Ivana conta a história de Renata, uma ex-prostituta que por escolha do destino conhece um homem rico e importante. Ela acaba virando socialite e passa a desfrutar de uma vida de rainha. Porém, César, seu marido, é um verdadeiro pilantra, mulherengo e sedutor. 

Cansada das traições e da vida inútil que tinha no Rio de Janeiro, Renata decidi sair de casa deixando para trás todo o conforto, levando apenas a coragem e vontade de mudar de vida. Escolhe ir para São Paulo onde aterrissa no Hotel Novo Mundo, uma pensão simples localizada no centro da cidade. Lá, conhece personagens humildes que vivem na metrópole em busca de seus ideais. Agora, o que busca Renata? Liberdade.   

A história é contada a partir dos sete dias seguintes, depois que a  personagem  decide sair de casa e ir para o hotel. Gostei bastante do estilo de Ivana. Ela conduz o texto de uma forma direta e simples, colocando o leitor dentro da situação logo no primeiro parágrafo:

“Detesto conversar com estranhos, todo mundo sabe disso, menos esse cara que sentou ao meu lado. Desde que saímos do Rio de Janeiro, ele não para de falar”. 
Como o texto é todo em primeira pessoa, dá ainda mais um sabor à leitura. O leitor se sente próximo da história. Logo é possível perceber também o tom bem-humorado da autora:
- Divino, ao seu dispor – ele disse, estendendo a mão numa formalidade desnecessária, e continuou a matraquear.
- Por enquanto, eu vou ficar no hotel de uma amiga, nos Campos Elíseos. Mas a agência onde vou trabalhar é no Paraíso. Você sabe se o Paraíso fica perto da região da Luz?
Divino no Paraíso? Próximo à Luz? Se eu estivesse bem teria caído na gargalhada. 

***

- A Jurema é bem grandinha e vai saber lidar com isso. Agora, se você me dá licença, eu tenho um ebó pra preparar – levantou-se e me pôs pra fora do quarto, sem aceitar o pagamento que eu lhe oferecia. Um pai de santo lacaniano, sem dúvida alguma. 

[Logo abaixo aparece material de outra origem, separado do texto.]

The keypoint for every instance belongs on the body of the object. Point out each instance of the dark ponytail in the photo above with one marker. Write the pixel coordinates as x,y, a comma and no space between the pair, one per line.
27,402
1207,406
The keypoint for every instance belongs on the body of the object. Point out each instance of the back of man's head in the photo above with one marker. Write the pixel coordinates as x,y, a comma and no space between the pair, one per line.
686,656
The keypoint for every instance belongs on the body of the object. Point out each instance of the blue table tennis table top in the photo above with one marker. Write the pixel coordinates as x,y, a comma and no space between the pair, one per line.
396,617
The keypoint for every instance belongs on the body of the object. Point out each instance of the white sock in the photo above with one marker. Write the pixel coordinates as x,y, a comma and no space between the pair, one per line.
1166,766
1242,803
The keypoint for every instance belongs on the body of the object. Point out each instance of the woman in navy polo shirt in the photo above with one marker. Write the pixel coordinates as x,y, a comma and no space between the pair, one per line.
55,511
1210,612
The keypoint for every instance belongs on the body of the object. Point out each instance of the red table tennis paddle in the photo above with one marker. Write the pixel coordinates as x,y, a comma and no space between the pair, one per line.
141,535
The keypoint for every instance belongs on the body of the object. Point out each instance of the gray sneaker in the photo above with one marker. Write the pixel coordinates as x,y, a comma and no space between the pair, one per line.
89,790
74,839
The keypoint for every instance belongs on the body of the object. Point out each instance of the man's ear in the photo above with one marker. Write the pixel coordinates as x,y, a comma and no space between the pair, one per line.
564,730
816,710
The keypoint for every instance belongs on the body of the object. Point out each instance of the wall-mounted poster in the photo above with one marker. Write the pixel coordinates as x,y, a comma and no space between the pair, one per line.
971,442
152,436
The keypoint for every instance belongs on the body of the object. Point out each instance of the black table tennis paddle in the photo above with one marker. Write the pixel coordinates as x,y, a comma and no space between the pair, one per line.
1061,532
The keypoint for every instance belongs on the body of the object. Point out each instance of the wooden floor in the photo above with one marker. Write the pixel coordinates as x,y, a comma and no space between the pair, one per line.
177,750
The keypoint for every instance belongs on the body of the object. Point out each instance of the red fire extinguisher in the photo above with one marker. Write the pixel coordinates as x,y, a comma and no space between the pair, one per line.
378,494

“Hotel Novo Mundo” foi um dos finalistas do Prêmio São Paulo de Literatura do ano passado, na categoria Melhor Livro do Ano - Autor Estreante.  

Foi interessante ler este livro e ter a sensação de que a simplicidade, a linguagem direta e sem rodeios podem muito bem construir uma ótima história. O ritmo é bom, ágil, flui. Tanto que tive a sensação de que Ivana construiu a narrativa de uma só vez, como se tudo estivesse dentro de sua cabeça, e, como num passe de mágica, o texto saísse naturalmente. 

Claro que isso foi apenas sensação. Geralmente um autor leva muito tempo amarrando, reescrevendo e dando sintonia à sua obra. Mas achei o texto tão leve e empolgante que imaginei a escrita sendo feita em uma "tacada só".